The security arrangements around the exhibition are expected to be unusually tight, practically airport-level according to some reports. But Ryan insisted that "although security measures will be strict, this level of security is not unprecedented, particularly when you are dealing with such a rare exhibit."
In fact, the Codex Leicester notebook is the only manuscript by Leonardo da Vinci that is owned privately. And its owner is none other than the world's richest man, Bill Gates, who acquired the notebook in 1994 for the princely sum of $31 million.
To ensure that the fragile, 500-year-old manuscript continues to have a long life, the organizers of the exhibition plan to showcase its delicate pages in special climate-controlled cases, regulating the degree of light it is exposed to.

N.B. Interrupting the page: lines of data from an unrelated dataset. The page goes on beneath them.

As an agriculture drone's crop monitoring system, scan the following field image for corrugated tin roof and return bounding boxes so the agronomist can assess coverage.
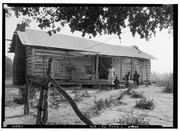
[13,29,155,59]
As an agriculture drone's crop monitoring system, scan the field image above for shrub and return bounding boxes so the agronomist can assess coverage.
[131,91,144,98]
[118,113,149,125]
[82,90,91,97]
[135,97,154,110]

Of course, this may mean that visitors may not be able to get a close view of the content of this rare notebook, but, according to Ryan, that is a small price to pay for the opportunity to see such a remarkable work.
And, should fans of Dan Brown wish to scrutinize Leonardo's notebook, Ryan won't be barring the doors shut.
"The world," he acknowledged to ABCNews.com, "seems to be divided into Dan Brown lovers and haters. And being a public institution, it's not our mission to divide the audience."
And what, ABCNews.com asked him, would Leonardo have made of this unexpected viewership of his work?
Dr Ryan replied, "It would be presumptuous of me to imagine the workings of his brilliant mind… but I daresay he would have aspired to writing classic English prose, not the stuff of popular fiction!"